Jurisdictions of federal courts are under the control of Congress. Article III, Section 2 of the Constitution empowers Congress to provide exceptions to, and regulations of, the appellate jurisdiction of the Supreme Court. All inferior federal courts are created by act of Congress, which has complete control over their jurisdictions. Congress can remove from their jurisdictions any authority to hear and determine cases involving same-sex "marriage" issues and further deny to them authority to consider cases in which a same-sex "marriage" performed in one state is denied "full faith and credit" in another state. Article IV, Section 1 of the Constitution requires all states to give full faith and credit to the public acts, records and judicial proceedings of sister states. Though the Full Faith and Credit Clause of the Constitution was written in a manner to protect a state from having another state's laws — such as a same-sex "marriage" law — forced upon it, activist courts have previously ignored the intent of the Constitution to fulfill a political agenda. By controlling the jurisdiction of the federal courts, the danger of history repeating itself is nullified.

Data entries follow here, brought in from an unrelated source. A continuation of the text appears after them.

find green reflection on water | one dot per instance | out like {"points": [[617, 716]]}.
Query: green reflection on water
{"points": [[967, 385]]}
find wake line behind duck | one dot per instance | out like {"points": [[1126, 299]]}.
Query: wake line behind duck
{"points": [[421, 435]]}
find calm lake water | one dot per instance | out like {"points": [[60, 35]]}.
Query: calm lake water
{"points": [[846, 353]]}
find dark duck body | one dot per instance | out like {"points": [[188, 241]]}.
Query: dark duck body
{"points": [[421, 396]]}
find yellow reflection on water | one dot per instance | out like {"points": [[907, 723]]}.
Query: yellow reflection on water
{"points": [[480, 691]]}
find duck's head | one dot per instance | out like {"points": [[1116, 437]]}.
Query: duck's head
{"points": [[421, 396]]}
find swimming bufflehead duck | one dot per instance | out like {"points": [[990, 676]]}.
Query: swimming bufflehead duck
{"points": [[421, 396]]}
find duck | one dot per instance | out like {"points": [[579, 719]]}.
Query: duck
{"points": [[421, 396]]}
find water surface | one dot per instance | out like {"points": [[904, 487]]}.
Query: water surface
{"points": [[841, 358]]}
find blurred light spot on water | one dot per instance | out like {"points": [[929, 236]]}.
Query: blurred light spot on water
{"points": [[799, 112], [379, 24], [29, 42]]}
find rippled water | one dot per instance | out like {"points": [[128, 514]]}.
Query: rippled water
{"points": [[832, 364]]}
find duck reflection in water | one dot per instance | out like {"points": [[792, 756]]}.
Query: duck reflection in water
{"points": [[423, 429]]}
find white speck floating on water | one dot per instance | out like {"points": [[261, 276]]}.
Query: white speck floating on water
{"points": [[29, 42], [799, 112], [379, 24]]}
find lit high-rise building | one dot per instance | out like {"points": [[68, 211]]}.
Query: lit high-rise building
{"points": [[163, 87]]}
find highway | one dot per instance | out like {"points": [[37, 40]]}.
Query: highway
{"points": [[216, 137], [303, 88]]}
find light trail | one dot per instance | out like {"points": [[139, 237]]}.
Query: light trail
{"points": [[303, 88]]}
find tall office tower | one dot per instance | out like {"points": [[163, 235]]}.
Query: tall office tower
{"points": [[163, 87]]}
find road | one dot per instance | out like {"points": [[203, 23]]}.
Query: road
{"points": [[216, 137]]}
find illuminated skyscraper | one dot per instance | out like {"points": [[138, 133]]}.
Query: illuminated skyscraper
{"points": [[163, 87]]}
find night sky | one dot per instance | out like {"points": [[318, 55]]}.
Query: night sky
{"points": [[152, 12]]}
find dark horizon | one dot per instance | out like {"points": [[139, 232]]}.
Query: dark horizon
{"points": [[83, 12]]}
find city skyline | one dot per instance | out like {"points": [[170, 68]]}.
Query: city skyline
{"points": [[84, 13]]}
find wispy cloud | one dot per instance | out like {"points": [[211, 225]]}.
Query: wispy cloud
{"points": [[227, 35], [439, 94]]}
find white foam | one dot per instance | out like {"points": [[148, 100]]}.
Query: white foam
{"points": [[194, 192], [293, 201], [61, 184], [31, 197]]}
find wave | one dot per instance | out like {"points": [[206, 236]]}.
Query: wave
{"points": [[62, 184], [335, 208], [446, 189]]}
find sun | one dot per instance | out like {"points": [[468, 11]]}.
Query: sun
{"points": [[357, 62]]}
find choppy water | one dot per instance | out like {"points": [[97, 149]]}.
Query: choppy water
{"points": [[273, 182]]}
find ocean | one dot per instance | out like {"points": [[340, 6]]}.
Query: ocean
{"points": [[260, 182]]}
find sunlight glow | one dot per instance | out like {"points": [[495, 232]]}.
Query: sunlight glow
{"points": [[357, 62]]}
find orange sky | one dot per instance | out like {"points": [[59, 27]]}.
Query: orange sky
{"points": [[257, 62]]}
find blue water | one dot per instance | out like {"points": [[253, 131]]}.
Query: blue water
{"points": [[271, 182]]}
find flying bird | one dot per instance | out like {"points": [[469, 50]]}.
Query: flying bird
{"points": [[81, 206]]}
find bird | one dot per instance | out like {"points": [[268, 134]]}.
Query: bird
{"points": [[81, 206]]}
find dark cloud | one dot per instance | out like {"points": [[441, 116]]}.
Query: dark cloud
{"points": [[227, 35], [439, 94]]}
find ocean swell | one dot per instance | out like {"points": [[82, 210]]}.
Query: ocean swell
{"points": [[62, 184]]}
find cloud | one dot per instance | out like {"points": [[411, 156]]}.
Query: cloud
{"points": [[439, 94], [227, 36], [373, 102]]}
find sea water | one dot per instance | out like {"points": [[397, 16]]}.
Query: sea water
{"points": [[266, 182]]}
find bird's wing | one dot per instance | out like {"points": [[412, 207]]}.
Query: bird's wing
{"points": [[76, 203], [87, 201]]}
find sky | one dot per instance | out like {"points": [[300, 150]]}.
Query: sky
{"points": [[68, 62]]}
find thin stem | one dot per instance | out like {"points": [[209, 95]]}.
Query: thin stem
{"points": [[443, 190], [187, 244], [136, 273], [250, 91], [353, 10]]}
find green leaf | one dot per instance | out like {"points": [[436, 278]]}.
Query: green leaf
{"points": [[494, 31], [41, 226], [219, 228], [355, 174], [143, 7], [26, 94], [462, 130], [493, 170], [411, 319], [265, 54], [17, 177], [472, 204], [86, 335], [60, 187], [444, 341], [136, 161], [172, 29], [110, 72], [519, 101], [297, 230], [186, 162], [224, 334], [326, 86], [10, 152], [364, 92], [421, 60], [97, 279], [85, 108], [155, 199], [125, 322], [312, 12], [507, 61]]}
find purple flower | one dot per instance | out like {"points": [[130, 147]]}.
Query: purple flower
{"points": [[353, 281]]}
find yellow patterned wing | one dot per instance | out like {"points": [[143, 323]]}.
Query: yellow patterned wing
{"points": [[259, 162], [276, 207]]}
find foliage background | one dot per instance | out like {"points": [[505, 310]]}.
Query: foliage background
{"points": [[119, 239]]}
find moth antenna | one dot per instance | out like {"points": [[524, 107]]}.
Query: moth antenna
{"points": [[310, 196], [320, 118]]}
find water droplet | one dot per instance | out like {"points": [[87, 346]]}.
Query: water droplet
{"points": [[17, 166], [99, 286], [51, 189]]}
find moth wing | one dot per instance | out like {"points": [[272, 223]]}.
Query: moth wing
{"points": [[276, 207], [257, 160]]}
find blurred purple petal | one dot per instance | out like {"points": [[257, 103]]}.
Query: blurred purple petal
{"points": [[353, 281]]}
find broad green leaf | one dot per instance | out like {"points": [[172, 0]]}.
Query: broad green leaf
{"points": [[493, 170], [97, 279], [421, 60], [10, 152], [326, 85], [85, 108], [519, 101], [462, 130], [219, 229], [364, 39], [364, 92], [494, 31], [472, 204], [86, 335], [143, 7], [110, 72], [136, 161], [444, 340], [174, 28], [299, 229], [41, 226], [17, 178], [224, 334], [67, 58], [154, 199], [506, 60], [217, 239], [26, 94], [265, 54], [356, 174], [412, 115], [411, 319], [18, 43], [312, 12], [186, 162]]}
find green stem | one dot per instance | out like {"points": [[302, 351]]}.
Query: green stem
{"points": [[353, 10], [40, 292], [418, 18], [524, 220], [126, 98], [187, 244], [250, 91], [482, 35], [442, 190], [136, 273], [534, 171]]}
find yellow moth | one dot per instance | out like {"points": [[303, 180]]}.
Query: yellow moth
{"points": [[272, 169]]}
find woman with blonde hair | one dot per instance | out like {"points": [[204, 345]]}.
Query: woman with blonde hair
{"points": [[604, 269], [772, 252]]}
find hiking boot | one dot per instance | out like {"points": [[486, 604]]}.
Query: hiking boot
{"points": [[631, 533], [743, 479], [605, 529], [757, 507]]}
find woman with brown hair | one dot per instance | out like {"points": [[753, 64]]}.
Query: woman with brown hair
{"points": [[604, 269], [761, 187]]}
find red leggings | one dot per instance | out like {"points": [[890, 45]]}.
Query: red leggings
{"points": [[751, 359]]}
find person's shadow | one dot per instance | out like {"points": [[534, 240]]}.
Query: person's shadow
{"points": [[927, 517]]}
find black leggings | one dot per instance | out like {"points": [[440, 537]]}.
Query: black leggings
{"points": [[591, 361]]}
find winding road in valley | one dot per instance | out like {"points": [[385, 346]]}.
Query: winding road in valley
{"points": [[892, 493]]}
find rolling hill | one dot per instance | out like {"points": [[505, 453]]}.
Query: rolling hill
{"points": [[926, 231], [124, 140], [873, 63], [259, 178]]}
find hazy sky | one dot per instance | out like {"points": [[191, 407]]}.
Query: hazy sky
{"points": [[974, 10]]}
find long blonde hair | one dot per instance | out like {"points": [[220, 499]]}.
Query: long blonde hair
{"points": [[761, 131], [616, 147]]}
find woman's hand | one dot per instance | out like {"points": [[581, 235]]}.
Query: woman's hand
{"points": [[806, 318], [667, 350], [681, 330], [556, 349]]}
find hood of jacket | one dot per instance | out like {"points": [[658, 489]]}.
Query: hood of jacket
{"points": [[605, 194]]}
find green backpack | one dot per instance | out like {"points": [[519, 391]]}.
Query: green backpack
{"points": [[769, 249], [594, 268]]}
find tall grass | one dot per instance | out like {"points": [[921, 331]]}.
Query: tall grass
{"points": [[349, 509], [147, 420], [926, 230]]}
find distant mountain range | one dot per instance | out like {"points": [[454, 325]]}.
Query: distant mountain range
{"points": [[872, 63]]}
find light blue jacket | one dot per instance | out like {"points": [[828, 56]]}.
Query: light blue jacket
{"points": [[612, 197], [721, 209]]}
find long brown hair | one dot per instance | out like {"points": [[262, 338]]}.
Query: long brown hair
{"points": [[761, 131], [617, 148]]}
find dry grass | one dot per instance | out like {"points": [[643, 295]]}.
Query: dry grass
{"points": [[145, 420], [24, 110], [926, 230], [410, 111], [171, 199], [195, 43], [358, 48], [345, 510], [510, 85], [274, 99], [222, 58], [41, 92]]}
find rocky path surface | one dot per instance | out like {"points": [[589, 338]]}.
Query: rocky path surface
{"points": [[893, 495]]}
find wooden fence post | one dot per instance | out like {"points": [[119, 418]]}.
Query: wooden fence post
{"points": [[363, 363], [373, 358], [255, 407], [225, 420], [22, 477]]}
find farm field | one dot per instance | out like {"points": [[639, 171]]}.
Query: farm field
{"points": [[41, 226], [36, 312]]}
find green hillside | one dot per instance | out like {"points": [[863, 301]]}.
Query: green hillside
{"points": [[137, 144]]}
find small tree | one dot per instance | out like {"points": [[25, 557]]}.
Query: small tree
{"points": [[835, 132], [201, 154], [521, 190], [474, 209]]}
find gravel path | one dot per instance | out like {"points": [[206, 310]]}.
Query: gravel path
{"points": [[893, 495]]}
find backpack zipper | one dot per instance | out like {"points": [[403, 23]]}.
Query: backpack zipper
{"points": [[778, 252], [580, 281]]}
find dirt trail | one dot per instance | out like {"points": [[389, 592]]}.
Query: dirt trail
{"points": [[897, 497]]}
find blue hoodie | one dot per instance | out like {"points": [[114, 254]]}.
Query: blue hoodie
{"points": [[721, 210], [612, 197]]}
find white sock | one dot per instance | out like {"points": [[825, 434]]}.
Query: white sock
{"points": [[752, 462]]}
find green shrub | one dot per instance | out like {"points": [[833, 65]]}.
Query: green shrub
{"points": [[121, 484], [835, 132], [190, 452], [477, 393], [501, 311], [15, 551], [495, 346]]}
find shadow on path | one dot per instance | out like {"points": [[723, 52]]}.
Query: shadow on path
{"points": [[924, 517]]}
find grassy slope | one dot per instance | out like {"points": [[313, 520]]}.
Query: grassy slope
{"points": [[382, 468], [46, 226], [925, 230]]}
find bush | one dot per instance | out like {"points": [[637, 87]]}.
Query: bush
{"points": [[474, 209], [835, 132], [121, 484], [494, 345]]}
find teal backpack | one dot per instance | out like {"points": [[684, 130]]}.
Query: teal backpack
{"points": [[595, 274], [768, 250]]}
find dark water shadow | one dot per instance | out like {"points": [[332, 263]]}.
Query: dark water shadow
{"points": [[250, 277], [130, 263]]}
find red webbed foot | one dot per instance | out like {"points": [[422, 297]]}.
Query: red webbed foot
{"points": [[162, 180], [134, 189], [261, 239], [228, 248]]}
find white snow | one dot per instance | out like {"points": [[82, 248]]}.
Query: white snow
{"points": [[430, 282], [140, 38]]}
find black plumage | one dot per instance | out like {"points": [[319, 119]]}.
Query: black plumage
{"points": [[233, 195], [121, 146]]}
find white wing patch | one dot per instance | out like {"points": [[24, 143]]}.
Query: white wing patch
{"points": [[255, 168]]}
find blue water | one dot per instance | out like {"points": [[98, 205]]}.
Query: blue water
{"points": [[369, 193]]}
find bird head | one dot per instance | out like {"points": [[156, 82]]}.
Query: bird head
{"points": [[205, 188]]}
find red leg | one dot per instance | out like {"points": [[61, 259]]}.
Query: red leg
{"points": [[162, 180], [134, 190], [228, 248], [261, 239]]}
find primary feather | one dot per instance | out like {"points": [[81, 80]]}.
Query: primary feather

It is not a complete remedy; individual states would remain free to allow such marriages if they choose to do so. This may not be a tolerable result for those seeking the marriage amendment constitutional convention. It does, however, provide a large measure of protection from federal intervention. Anyone interested in protecting the sanctity of traditional marriage should contact both of his U.S. senators and his congressman to ask their sponsorship and support for legislation enforcing the Article III, Section 2 power of Congress to remove the definition of marriage from the appellate jurisdiction of the Supreme Court and to remove it from the jurisdictions of all other federal courts.

Additional Danger of a New Amendment

There is an additional cost to placing the definition of marriage under federal control, as a constitutional amendment would do. A disturbing trend records the steady flow of power toward the federal level at the expense of the states. As Congress, the executive branch, and the courts amass powers unto themselves, the states have shrunk in importance to Dickens-like caricatures of their former selves. A federal constitutional amendment defining marriage would transfer yet another traditional state power and prerogative into federal hands. States can ill afford such a loss and yet continue to maintain a viable level of the dual sovereignties which define federalism. The number of states which embrace same-sex "marriage" is very small, and with diligence, their citizens can reclaim exclusive traditional marriages. But once more power is lost to the federal government, it is inexorably gone.

Protection against a constitutional convention will not be gained until all existing applications calling for a convention are rescinded. It is a slow, laborious process that is accomplished state by state, yet it can and must be done.